Notebook Description
0_Dataset.ipynb Statistics for SympTEMIST shared task and comparable datasets
1_LLM_Simplification.ipynb Applying LLM-based text simplification

Experiments

Executing 1_LLM_Simplification.ipynb results in a dataset of candidates based on simplified mentions (symptemist_candidates_simplified_cutoff) in the current folder. It can be used as a candidate set for running the full SympTEMIST entity linking pipeline with a trainable re-ranker.
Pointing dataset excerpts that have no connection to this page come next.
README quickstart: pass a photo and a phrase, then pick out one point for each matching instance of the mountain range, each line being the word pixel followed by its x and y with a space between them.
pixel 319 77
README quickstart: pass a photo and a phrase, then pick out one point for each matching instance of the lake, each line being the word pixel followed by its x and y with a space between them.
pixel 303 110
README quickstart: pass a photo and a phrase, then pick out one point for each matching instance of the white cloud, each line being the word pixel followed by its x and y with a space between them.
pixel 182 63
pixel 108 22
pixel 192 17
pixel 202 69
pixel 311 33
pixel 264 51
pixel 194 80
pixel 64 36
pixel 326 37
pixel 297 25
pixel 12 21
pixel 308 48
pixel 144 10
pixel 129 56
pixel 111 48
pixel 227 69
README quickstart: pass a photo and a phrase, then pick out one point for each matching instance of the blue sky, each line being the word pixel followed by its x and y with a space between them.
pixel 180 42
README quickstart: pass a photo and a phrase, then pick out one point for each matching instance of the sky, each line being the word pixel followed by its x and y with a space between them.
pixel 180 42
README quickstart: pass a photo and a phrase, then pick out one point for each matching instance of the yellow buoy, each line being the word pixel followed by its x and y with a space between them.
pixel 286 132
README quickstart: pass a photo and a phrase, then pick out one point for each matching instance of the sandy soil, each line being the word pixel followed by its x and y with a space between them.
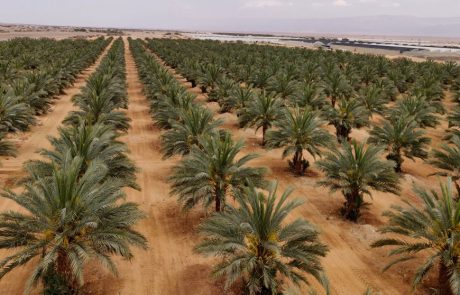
pixel 28 143
pixel 170 266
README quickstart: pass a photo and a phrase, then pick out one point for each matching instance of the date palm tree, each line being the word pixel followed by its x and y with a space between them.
pixel 447 158
pixel 211 75
pixel 299 130
pixel 432 228
pixel 354 170
pixel 283 85
pixel 195 123
pixel 336 86
pixel 238 99
pixel 92 143
pixel 309 95
pixel 401 137
pixel 417 108
pixel 99 102
pixel 345 116
pixel 212 172
pixel 258 245
pixel 14 114
pixel 262 112
pixel 67 220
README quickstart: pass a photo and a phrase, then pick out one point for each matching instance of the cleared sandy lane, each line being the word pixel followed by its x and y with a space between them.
pixel 169 266
pixel 36 138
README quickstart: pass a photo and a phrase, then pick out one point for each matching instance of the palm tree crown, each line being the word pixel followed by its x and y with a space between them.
pixel 211 172
pixel 433 228
pixel 262 112
pixel 257 245
pixel 355 170
pixel 68 219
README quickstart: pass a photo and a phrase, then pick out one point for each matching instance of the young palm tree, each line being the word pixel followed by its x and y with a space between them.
pixel 354 170
pixel 373 99
pixel 7 148
pixel 167 109
pixel 348 114
pixel 296 131
pixel 454 122
pixel 67 220
pixel 336 87
pixel 447 158
pixel 195 123
pixel 262 112
pixel 211 173
pixel 401 137
pixel 417 108
pixel 238 99
pixel 432 229
pixel 14 114
pixel 92 143
pixel 258 245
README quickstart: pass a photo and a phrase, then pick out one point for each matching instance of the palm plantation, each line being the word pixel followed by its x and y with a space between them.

The BERT checkpoint for initializing the cross-encoder can also be adapted.

cd xmen/benchmarks

Without Simplification

python run_benchmark.py benchmark=symptemist output=./training

With Simplification (Pre-Processed Candidates)

python run_benchmark.py benchmark=symptemist output=./training +candidates_path=../../symptemist/symptemist_candidates_simplified_cutoff

With Simplification and Alternative BERT Checkpoint

(e.g. for PlanTL-GOB-ES/roberta-base-bne)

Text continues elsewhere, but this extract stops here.